Mapping the Internet with Hilbert Curves

Original author: Ben Cox
  • Transfer
The internet is great. Very great. You just won’t believe how breathtaking it is. I mean, it might seem to you that the range of / 22 blocks that you got as a local Internet registrar (LIR) is a lot - but on the scale of the whole Internet, it’s nuts.

Of course, in fact, it turned out to be not so big - it was not just that we needed IPv6. However, this is another story.

The fact is that IPv4 (the most widely used version of the IP protocol) sets the address limit to 2³². This means that you have approximately 4.2 billion IP addresses with which you can work - although in truth this is not entirely true, since large sections are not available for use:
IP rangeApplication
0.0.0.0/8Local system
10.0.0.0/8Local LAN
127.0.0.0/8Loopback
169.254.0.0/16Link Local
172.16.0.0/12Local LAN
224.0.0.0/4Multicast
240.0.0.0/4“For future reference”
The address ranges (shown as a record using classless addressing, CIDR ) listed above are "removed" for us - and these are 588 316 672 addresses, or about 13% of the total number of addresses.

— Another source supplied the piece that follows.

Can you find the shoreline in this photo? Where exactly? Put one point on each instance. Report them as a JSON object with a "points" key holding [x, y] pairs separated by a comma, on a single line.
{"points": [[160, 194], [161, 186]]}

However, given that we still have 3,706,650,624 addresses, this seems to be not so much, and is ideally reachable for sending a packet to each of them.

So ... This is certainly not the first time someone is trying to do this - the Internet has enough “background noise” (unsolicited packets), most of them are created by systems that try to crack other systems.

image

Here we can see that port 23 is much higher (on a logarithmic scale) than all other ports - and this is the telnet port, which is often used in unprotected routers and other IoT devices.

Knowing this, I accelerated and sent an ICMP ping to each host on the Internet to see how most of the Internet would respond to this ping (and show me if there was a computer connected to the network on the other side).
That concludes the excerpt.